Moisture determination olives

Sample moisture was determined by drying olive fruits in an olive stove at 105 °C according to the UNE Standard Spanish Method (Aenor 1973). A 40 g-sample is placed into a porcelain capsule and dried in a stove at 105 °C for 6 h. Subsequently, the sample was cooled in a desiccator, weighted and reintroduced into the oven. This operation was repeated until variations in Moisture weight loss and volatile loss were <0.02 g.

Determination of the total oil content

The extraction of the total oil content is carried out using hexane in a Soxhlet extractor for 4 h from the dryer used for the determination of humidity content material (Aenor 1961). After that, the traces of solvent are removed by evaporation. The determination of the oil content is determined by the weight of dry matter (%dry weight), and the weight of wet matter (%wet weight).

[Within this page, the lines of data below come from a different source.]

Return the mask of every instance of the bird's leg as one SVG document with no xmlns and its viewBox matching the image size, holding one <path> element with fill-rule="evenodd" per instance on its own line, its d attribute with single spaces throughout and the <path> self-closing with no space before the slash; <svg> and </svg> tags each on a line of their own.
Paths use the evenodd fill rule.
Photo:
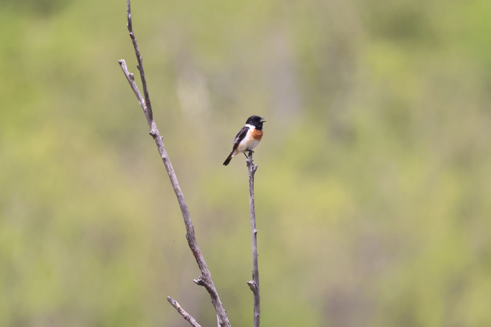
<svg viewBox="0 0 491 327">
<path fill-rule="evenodd" d="M 253 151 L 252 150 L 247 150 L 247 151 L 249 152 L 249 155 L 250 155 L 251 154 L 254 153 L 254 151 Z M 246 154 L 245 152 L 244 152 L 244 155 L 245 155 L 246 157 L 247 158 L 247 159 L 249 158 L 249 155 Z"/>
</svg>

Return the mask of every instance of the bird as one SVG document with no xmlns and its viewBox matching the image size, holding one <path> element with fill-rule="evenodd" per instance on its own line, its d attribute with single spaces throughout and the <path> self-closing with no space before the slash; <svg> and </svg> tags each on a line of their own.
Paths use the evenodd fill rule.
<svg viewBox="0 0 491 327">
<path fill-rule="evenodd" d="M 266 122 L 265 119 L 266 118 L 256 115 L 247 118 L 246 125 L 234 139 L 232 152 L 223 162 L 223 166 L 228 165 L 232 158 L 239 153 L 244 153 L 246 157 L 247 157 L 246 152 L 252 151 L 259 144 L 263 137 L 263 123 Z"/>
</svg>

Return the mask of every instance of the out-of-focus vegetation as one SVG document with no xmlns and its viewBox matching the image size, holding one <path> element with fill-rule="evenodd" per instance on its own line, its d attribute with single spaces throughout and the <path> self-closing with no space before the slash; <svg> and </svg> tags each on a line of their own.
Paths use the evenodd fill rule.
<svg viewBox="0 0 491 327">
<path fill-rule="evenodd" d="M 491 326 L 491 2 L 134 0 L 154 116 L 232 325 Z M 0 3 L 0 326 L 216 325 L 117 60 L 123 0 Z"/>
</svg>

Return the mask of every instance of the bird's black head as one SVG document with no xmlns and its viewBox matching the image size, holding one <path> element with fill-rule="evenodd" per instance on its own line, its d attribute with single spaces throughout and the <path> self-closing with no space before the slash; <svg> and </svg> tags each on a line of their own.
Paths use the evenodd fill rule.
<svg viewBox="0 0 491 327">
<path fill-rule="evenodd" d="M 262 121 L 264 119 L 266 119 L 266 118 L 262 118 L 259 116 L 251 116 L 247 118 L 247 121 L 246 122 L 246 124 L 252 125 L 255 126 L 256 129 L 261 130 L 263 129 L 263 123 L 265 122 Z"/>
</svg>

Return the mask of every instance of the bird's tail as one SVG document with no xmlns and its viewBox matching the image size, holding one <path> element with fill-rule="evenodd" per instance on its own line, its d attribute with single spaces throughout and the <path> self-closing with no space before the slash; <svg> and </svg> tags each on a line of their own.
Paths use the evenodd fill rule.
<svg viewBox="0 0 491 327">
<path fill-rule="evenodd" d="M 228 163 L 230 162 L 230 160 L 232 160 L 232 157 L 233 156 L 234 156 L 234 151 L 232 151 L 232 152 L 230 152 L 230 154 L 228 155 L 228 156 L 227 157 L 226 160 L 225 160 L 225 161 L 223 162 L 223 166 L 226 166 L 227 165 L 228 165 Z"/>
</svg>

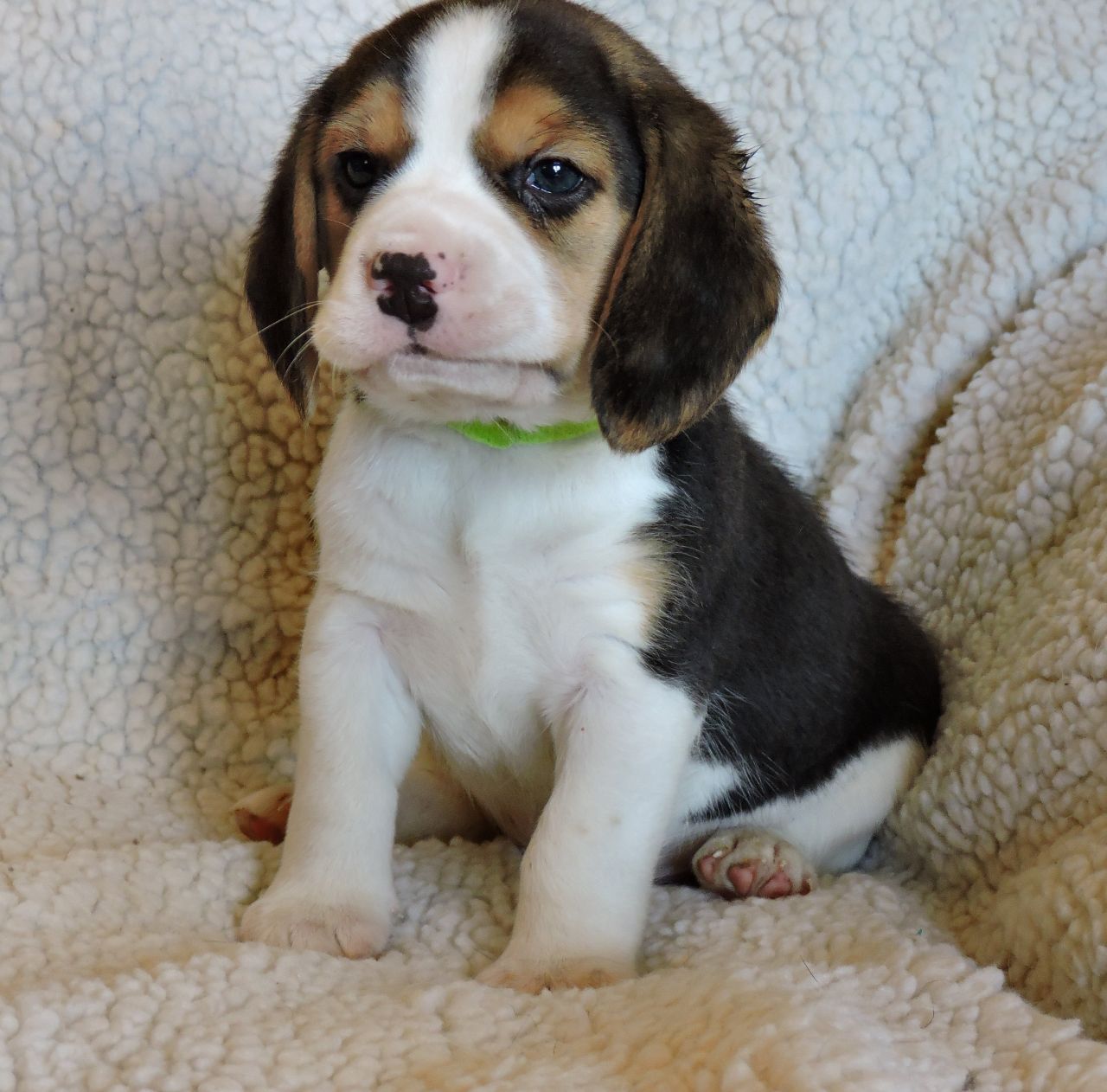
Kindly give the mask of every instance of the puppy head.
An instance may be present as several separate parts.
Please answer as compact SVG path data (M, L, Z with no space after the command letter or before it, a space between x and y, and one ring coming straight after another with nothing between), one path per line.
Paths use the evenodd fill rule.
M744 166L726 123L606 19L426 4L304 103L247 297L301 410L322 356L400 419L594 412L613 447L643 450L711 409L775 317Z

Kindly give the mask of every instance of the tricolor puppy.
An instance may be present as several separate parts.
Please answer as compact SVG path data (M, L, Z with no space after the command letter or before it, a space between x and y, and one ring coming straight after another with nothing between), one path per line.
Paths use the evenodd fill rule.
M527 848L482 978L599 985L659 875L774 897L861 856L938 671L726 398L778 295L745 162L566 0L417 8L308 97L247 292L301 409L320 360L352 394L244 937L374 955L394 837L490 825Z

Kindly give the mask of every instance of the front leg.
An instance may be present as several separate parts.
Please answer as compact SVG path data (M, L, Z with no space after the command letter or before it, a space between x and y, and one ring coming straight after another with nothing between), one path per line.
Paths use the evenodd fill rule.
M479 978L527 992L634 975L662 841L700 723L638 651L606 642L555 731L554 792L523 858L515 928Z
M244 940L361 958L389 939L396 790L420 718L377 621L371 604L327 587L308 610L296 794L280 867L242 916Z

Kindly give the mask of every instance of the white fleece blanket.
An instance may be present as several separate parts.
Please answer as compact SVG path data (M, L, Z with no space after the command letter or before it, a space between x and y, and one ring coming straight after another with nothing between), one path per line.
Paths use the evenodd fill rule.
M658 889L648 972L599 991L470 980L504 843L399 849L377 961L235 942L332 408L301 427L268 373L244 243L298 89L397 6L7 3L0 1092L1107 1088L1101 0L600 7L762 146L752 418L943 648L883 863Z

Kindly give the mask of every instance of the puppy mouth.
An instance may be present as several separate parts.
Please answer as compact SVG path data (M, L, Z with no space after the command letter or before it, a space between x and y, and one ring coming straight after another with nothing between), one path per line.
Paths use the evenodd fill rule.
M363 368L349 370L356 380L368 380L374 372L387 372L397 380L433 380L446 375L462 378L465 373L480 372L535 373L545 375L555 383L562 383L565 377L552 364L539 361L497 360L495 358L446 356L412 342L403 349L390 353L383 360Z

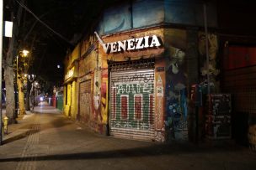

Extraction and determination of phenolic compounds (PC)

The procedure of phenolic compounds extraction from olive fruit is based on the method of Brenes et al. (1995), with some changes. Olive pulp (10 g) is mixed with 30 ml of methanol: water 80/20 (v/v). The mixture was centrifuged for 5 min at 3500 rpm and then filtered. This extraction was repeated three times. The extracts are collected after evaporation of the organic solvent. Phenolic compounds are extracted with ethyl acetate (5 × 20 ml). The extraction of oil polyphenols is performed with methanol according to the method of Vázquez-Roncero et al. (1973).

The assay of total polyphenols is based on the reduction of acid phoshomolybdique of Folin-Ciocalteu agent by polyphenols in alkaline medium (Catalano et al. 1999).

Isolation and determination of total polysaccharides

The isolation of pectins is achieved from 50 g-olive pulp according to the procedure of Saulnier and Thibault (1987) which implements the precipitation of insoluble material in alcohol (MIA) by several washings with ethanol 95°. From this MIA, successive extractions with water, Na oxalate, hydrochloric acid and soda are done.

The assay principle of the pectic substances is based on the colorimetric determination of the galacturonic acid content of the pectic chains hydrolysed in hot acidic medium of different fractions isolated in the presence of 3-hydroxydiphenyl (Robertson 1979).

The three enzymatic treatments mentioned above are used on the MIA obtained from the last sample in order to highlight the presence of phenolic compounds bound to the cell wall.

Extraction and measurement of endogenous enzyme activities

1 g of olive pulp homogenized for 30 s in 25 ml potassium phosphate buffer (0.05 M, pH 6.6) with 0.2 g of Triton X-100 using a Polytron homogenizer. 25 mg Polyvinylpyrrolidone (PVPP) were added and the suspension was centrifuged at 4 °C for 15 min at 13,000 rpm. The supernatant is filtered through glass wool and used as a source of crude enzyme (Jesús Tovar et al. 2002). The various activities are determined as follows:

The polygalacturonase (PG) by the method of Nelson (1944).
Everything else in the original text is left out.